Structure of linear functionals in finite fields If $(V,\langle\rangle)$ is an inner product space and $f: V\rightarrow\mathbb R$ is a linear functional, then $f$ has representation $f(x)=\langle v,x\rangle$ for a unique $v$ of norm $1$. This is known as Reisz's representation. 
My question: Is there an analogous characterization of $K$-linear functionals $f: L\rightarrow K$ where $K\subset L$ is an extension of finite fields? 
 A: The closest thing that comes to mind is a characterization using the trace.
Let $|K|=q$, $|L|=Q=q^n$. Then the (relative) trace mapping is defined as
$$
tr_{L/K}:L\to K, x\mapsto x+x^q+x^{q^2}+\cdots+x^{q^{n-1}}=\sum_{i=0}^{n-1}x^{q^i}.
$$
It is easy to show that $tr_{L/K}$ is A) $K$-linear and B) surjective. It follows that


*

*To each $z\in L$, the mapping $f_z:L\to K$, $f_z(x)=tr_{L/K}(zx)$ is $K$-linear.

*If $z\neq0$ then multiplication by $z$ is a surjective $K$-linear transformation $L\to L$, hence $f_z$ is also surjective and therefore non-zero.

*Consequently the $K$-vector space of functions $f_z$ has dimension $n=\dim Hom_K(L,K)$. 

*By rank-nullity all the functionals $f:L\to K$ are of the form $f=f_z$ for some $z$.

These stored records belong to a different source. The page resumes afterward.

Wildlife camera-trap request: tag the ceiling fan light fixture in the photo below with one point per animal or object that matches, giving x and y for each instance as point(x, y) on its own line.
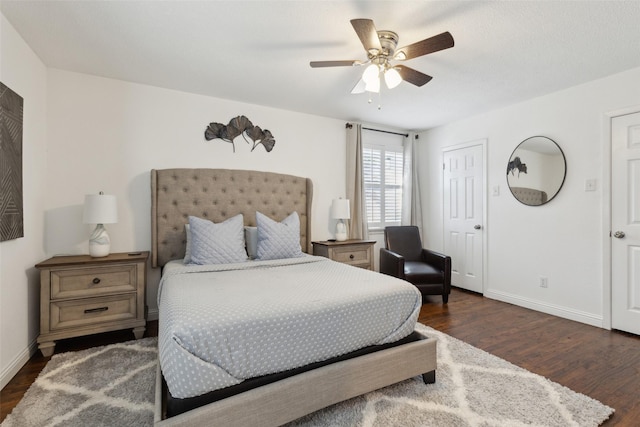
point(371, 74)
point(373, 85)
point(392, 78)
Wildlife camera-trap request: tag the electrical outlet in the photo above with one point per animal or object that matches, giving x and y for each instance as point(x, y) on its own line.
point(590, 185)
point(544, 282)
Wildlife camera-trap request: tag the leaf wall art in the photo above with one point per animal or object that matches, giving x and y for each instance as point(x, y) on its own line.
point(240, 125)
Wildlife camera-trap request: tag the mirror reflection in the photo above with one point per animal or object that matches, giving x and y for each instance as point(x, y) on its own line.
point(536, 171)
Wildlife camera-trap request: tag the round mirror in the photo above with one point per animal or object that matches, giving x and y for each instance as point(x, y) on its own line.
point(536, 171)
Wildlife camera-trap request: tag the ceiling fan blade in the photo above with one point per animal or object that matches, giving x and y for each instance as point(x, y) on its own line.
point(320, 64)
point(424, 47)
point(366, 31)
point(412, 76)
point(359, 87)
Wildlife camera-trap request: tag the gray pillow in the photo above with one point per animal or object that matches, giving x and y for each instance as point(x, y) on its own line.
point(251, 241)
point(278, 240)
point(187, 249)
point(221, 243)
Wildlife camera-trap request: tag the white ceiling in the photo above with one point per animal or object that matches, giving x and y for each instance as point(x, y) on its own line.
point(259, 51)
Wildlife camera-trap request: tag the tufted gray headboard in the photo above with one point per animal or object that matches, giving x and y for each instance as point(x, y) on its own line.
point(218, 194)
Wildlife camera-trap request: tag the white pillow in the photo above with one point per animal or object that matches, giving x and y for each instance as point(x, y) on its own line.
point(278, 240)
point(221, 243)
point(251, 241)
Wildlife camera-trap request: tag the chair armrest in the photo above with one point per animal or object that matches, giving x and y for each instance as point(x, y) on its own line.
point(391, 263)
point(440, 261)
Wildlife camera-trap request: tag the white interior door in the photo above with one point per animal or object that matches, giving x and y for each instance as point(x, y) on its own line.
point(463, 215)
point(625, 218)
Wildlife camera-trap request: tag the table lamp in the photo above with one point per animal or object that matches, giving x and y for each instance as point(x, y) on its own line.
point(100, 209)
point(340, 210)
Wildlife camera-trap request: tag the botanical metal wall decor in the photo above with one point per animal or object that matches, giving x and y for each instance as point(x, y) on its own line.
point(516, 163)
point(11, 208)
point(240, 125)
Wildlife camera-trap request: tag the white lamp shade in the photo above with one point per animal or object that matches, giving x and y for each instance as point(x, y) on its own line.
point(100, 209)
point(392, 78)
point(340, 209)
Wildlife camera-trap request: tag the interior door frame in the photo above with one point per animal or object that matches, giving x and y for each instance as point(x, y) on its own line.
point(607, 226)
point(485, 237)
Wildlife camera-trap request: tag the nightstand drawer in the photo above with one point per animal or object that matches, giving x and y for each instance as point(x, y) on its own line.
point(85, 282)
point(84, 312)
point(350, 255)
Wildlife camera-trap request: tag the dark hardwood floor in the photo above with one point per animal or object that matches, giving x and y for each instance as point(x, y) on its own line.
point(602, 364)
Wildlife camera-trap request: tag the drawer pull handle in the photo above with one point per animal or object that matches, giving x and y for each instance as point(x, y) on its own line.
point(95, 310)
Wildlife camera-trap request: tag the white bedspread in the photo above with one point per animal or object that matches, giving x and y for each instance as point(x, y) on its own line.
point(222, 324)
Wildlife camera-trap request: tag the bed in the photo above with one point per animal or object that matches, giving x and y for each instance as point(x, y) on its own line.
point(228, 386)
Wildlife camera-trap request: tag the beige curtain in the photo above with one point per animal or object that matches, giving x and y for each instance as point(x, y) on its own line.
point(355, 183)
point(411, 202)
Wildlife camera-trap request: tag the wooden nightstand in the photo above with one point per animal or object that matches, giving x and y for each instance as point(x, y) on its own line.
point(358, 253)
point(81, 295)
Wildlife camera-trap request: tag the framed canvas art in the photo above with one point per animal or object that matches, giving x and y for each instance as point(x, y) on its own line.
point(11, 207)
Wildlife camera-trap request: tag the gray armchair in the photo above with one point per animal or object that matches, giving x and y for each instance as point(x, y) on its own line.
point(404, 257)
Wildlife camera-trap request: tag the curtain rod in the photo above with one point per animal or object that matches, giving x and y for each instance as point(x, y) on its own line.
point(349, 125)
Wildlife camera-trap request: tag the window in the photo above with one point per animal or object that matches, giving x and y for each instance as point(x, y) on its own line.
point(382, 170)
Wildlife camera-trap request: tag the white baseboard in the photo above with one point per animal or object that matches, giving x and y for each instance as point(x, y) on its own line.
point(17, 363)
point(556, 310)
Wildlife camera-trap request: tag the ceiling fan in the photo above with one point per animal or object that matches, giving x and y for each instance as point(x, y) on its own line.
point(381, 51)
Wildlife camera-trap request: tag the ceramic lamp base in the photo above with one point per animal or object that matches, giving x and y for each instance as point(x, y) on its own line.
point(341, 231)
point(99, 242)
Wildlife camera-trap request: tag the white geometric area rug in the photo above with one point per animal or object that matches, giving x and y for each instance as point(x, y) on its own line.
point(114, 386)
point(473, 389)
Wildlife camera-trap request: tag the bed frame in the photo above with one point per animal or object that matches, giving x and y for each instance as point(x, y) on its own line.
point(218, 194)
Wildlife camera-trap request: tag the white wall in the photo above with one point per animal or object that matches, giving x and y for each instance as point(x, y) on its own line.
point(25, 74)
point(106, 135)
point(563, 240)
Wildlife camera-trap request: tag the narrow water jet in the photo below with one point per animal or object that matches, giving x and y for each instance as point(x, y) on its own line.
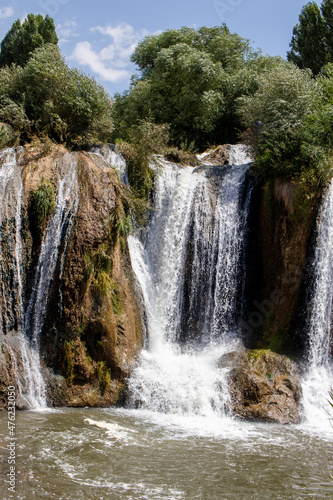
point(319, 373)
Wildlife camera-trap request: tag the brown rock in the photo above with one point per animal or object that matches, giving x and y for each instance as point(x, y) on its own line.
point(263, 386)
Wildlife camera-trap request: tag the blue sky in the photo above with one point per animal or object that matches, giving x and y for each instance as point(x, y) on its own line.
point(99, 35)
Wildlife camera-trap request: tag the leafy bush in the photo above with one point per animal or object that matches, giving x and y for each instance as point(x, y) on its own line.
point(47, 98)
point(23, 38)
point(43, 202)
point(190, 80)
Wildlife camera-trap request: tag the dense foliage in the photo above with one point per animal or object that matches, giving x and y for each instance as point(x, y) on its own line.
point(23, 38)
point(295, 137)
point(312, 41)
point(46, 98)
point(190, 80)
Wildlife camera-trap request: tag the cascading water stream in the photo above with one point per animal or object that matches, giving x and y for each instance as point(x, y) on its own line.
point(194, 243)
point(65, 208)
point(20, 330)
point(319, 377)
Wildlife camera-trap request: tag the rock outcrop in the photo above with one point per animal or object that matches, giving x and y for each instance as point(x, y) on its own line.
point(278, 262)
point(263, 386)
point(92, 328)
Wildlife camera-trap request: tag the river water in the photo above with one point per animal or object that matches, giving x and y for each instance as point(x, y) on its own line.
point(121, 454)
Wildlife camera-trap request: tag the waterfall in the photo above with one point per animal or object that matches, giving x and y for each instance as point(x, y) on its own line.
point(188, 265)
point(20, 329)
point(65, 208)
point(319, 377)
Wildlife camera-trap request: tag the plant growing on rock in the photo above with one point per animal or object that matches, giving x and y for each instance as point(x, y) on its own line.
point(43, 203)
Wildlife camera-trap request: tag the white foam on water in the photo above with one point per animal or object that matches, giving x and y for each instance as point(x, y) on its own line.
point(181, 383)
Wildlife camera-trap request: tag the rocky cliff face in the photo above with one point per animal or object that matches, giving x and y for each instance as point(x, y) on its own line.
point(277, 268)
point(92, 326)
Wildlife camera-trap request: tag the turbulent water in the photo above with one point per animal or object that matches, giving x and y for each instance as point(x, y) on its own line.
point(21, 327)
point(188, 265)
point(90, 454)
point(319, 372)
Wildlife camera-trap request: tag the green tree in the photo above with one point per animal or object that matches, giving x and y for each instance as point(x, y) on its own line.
point(23, 38)
point(285, 97)
point(190, 79)
point(45, 97)
point(311, 41)
point(327, 11)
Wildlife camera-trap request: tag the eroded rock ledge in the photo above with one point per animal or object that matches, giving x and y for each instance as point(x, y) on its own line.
point(263, 386)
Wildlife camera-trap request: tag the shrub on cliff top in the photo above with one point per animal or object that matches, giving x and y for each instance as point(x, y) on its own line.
point(47, 98)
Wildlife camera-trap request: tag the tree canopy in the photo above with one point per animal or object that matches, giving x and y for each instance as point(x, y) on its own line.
point(190, 80)
point(312, 40)
point(23, 38)
point(45, 97)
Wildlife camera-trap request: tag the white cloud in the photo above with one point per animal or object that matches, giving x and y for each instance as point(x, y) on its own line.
point(85, 55)
point(6, 12)
point(66, 31)
point(110, 62)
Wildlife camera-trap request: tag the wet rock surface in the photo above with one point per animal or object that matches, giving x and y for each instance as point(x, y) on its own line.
point(263, 386)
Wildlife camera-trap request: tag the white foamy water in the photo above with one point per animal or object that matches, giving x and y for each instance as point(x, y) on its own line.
point(21, 329)
point(192, 249)
point(318, 379)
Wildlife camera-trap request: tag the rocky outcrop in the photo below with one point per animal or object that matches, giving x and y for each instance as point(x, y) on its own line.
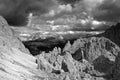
point(16, 63)
point(86, 59)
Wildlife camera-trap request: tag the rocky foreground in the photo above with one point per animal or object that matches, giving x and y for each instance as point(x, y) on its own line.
point(94, 58)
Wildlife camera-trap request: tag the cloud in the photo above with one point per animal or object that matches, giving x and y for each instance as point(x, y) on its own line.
point(16, 11)
point(108, 11)
point(103, 10)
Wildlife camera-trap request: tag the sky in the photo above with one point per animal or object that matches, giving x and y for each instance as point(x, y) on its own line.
point(16, 11)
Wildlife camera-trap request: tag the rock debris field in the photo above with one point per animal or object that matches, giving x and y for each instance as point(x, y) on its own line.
point(93, 58)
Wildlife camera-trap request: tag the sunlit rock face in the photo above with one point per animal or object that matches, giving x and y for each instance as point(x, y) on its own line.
point(87, 58)
point(16, 63)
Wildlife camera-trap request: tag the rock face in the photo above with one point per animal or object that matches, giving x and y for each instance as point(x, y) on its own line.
point(16, 63)
point(86, 59)
point(93, 58)
point(113, 34)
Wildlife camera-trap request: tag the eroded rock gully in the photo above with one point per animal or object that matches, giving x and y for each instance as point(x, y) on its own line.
point(94, 58)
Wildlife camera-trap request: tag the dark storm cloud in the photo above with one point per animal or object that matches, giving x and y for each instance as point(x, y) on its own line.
point(68, 1)
point(16, 11)
point(108, 11)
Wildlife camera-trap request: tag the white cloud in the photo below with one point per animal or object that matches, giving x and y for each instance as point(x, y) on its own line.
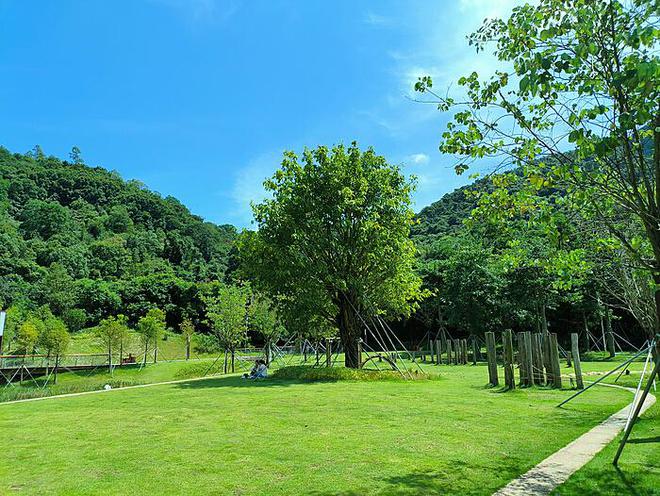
point(373, 19)
point(248, 186)
point(419, 158)
point(202, 11)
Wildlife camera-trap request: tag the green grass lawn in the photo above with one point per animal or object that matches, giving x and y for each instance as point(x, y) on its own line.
point(230, 436)
point(639, 467)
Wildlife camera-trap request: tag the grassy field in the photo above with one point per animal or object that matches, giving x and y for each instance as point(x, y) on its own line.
point(639, 467)
point(229, 436)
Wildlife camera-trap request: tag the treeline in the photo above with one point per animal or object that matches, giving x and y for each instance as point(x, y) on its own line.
point(86, 244)
point(495, 259)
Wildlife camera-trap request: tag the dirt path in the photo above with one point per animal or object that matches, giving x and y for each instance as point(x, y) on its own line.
point(559, 466)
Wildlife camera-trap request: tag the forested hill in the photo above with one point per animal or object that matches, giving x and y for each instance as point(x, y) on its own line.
point(446, 215)
point(88, 243)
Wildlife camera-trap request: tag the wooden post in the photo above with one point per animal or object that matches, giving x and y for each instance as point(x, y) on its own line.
point(522, 360)
point(529, 358)
point(554, 355)
point(577, 366)
point(492, 359)
point(609, 341)
point(537, 354)
point(547, 362)
point(509, 377)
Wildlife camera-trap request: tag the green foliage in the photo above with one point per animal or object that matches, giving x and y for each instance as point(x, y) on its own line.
point(333, 374)
point(112, 332)
point(263, 319)
point(187, 328)
point(75, 319)
point(54, 338)
point(334, 239)
point(81, 238)
point(227, 315)
point(584, 74)
point(28, 334)
point(151, 327)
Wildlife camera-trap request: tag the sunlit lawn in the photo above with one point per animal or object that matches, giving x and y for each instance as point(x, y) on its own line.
point(229, 436)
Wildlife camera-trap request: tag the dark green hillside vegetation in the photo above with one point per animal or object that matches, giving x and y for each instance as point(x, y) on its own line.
point(493, 262)
point(89, 244)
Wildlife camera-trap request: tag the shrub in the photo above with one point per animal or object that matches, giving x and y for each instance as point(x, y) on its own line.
point(304, 373)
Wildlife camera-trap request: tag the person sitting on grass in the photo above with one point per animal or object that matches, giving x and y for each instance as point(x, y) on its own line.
point(259, 371)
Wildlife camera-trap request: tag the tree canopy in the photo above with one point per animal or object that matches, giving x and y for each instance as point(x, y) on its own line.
point(335, 235)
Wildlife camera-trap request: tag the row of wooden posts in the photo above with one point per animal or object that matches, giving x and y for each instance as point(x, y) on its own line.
point(455, 351)
point(537, 358)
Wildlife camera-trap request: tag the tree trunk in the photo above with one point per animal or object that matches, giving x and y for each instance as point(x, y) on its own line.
point(544, 319)
point(267, 352)
point(349, 332)
point(656, 280)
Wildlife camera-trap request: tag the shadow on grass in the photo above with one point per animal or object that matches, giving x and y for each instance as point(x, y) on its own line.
point(645, 440)
point(235, 381)
point(434, 481)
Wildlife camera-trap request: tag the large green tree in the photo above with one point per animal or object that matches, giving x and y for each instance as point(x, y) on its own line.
point(335, 235)
point(581, 76)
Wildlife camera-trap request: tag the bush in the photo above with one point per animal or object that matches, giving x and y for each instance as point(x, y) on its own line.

Summary: Instead of $\langle z,x\rangle$ we can use $tr_{L/K}(zx)$.


A few closing remarks:


*

*There is no concept of a norm (in the sense of functional analysis) here.

*We could actually use any function $L\to K$ satisfying A and B instead of $tr_{L/K}$ for the argument to go through. The trace is usually used simply because it is kind of canonical and has that nice description in terms of the powers of the Frobenius.

*This argument is often encountered when constructing additive characters of finite fields, when we precompose the exponential mapping $\chi:\Bbb{F}_p\to\Bbb{C}^*, \chi(x)=e^{2\pi i x/p}$ by $\Bbb{F}_p$-linear functionals $K\to\Bbb{F}_p$ to get all the additive characters of a finite field $K$. Characters are a common tool for mapping counting problems from a finite field to $\Bbb{C}$ and its subsets.